Aboitiz Shipping Corporation vs. General Accident Fire and Life Assurance Corporation, Ltd. Case Digest
G.R. 100446 ; January 21, 1993 ; 217 SCRA 359
PRINCIPLE/S:
1)
Real and hypothecary nature of maritime law meaning
The
liability of the carrier in connection with losses related to maritime
contracts is confined to the vessel, which is hypothecated for such obligations
or which stands as guaranty for their settlement. Thus, the liability of the
vessel owner and agent arising from the operation of such vessel were confined
to the vessel itself, its equipment, freight, and insurance, if any, which
limitation served to induce capitalists into effectively wagering their
resources against the consideration of the large profits attainable in the
trade.
2)
Origins of real and hypothecary nature
It
has its origin by reason of the conditions and risks attending maritime trade
in its earliest years when such trade was replete with innumerable and unknown
hazards since vessels had to go through largely uncharted waters to ply their
trade. It was designed to offset such adverse conditions and to encourage
people and entities to venture into maritime commerce despite the risks and the
prohibitive cost of shipbuilding.
3)
Rights of a vessel owner or agent under the Limited Liability Rule are akin to
those of the rights of shareholders to limited liability under our corporation
law.
Both
are privileges granted by statute, and while not absolute, must be swept aside
only in the established existence of the most compelling of reasons
4)
Rights of parties to claim against an agent or owner of a vessel may be
compared to those of creditors against an insolvent corporation whose assets
are not enough to satisfy the totality of claims against it.
·
Each individual
creditor may prove the actual amount of their respective claims but this does
not mean that they shall be allowed to recover fully.
·
The claimants or
creditors are limited in their recovery to the remaining value of accessible
assets.
o Insolvent
corporation - residual assets of the corporation left over from its operations
o Lost
vessel - insurance proceeds and pending freightage for the particular voyage
·
No claimant can be given precedence over the
others by the simple expedience of having filed or completed its action than
the rest.
·
Execution of judgment must be stayed pending
completion of all cases occasioned by the subject sinking.
o Pro-rated
share of each claim can only be found after all the cases shall have been
decided.
5)
GR: Once a decision becomes final and executory, it is the ministerial duty of
the court to order its execution
Exceptions:
a)
Special and exceptional nature where it becomes the imperative in the higher
interest of justice to direct the suspension of its execution (Vecine v.
Geronimo, 59 OG 579);
b)
Whenever it is necessary to accomplish
the aims of justice (Pascual v Tan, 85 Phil. 164);
c)
When certain facts and circumstances transpired after the judgment became final
which would render the execution of the judgment unjust (Cabrias v. Adil, 135
SCRA 354). (at p. 201)
FACTS: Petitioner
is a corporation engaged in the business of maritime trade as a carrier
who owned and operated the
M/V P/ ABOITIZ, a common carrier that sank on a voyage. Private respondent General
Accident Fire and Life Assurance Corporation, Ltd. (GAFLAC) is a foreign insurance company pursuing its
remedy as a subrogee of several cargo consignees whose respective cargo sank
with the said vessel and for which it has priory paid. The sinking of
vessel gave rise to filling of suit to recover the lost cargo either by
shippers, their successors-in-interest, or the cargo insurers like GAFLAC as
subrogees.
The
sinking was initially investigated by the Board of Marine Inquiry, which found that such sinking
was due to fortuitous event. Notwithstanding such finding, the trial court found
against the carrier on the basis that the loss was not due to force majeure.

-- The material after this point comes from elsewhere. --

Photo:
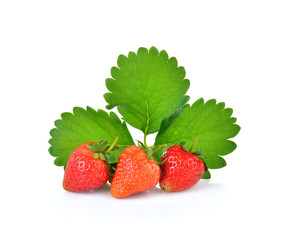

The attempted execution of the judgment award in said case gave rise to this
case. Aboitiz contends that the Limited Liability Rule warrants immediate stay
of execution of judgment to prevent impairment of other creditor’s shares.
ISSUE: WON the
doctrine of limited liability is applicable to the case?
HELD: YES. The provisions
under the Code of Commerce
provides that limited liability rule covers only civil liabilities for injuries to third parties (Art. 587), acts of the captain (Art.
590) and collisions
If these circumstances are attendant then the only time the Limited Liability Rule does
not apply is when there is an actual finding of negligence on the part of
the vessel owner or agent. In this case, there has been no actual
finding of negligence on the part of Aboitiz. The cause of the sinking of the vessel was because of
unseaworthiness due to the failure of the crew and the master to exercise
extraordinary diligence. There appears to have been no evidence presented sufficient
to form a conclusion that petitioner shipowner itself was negligent.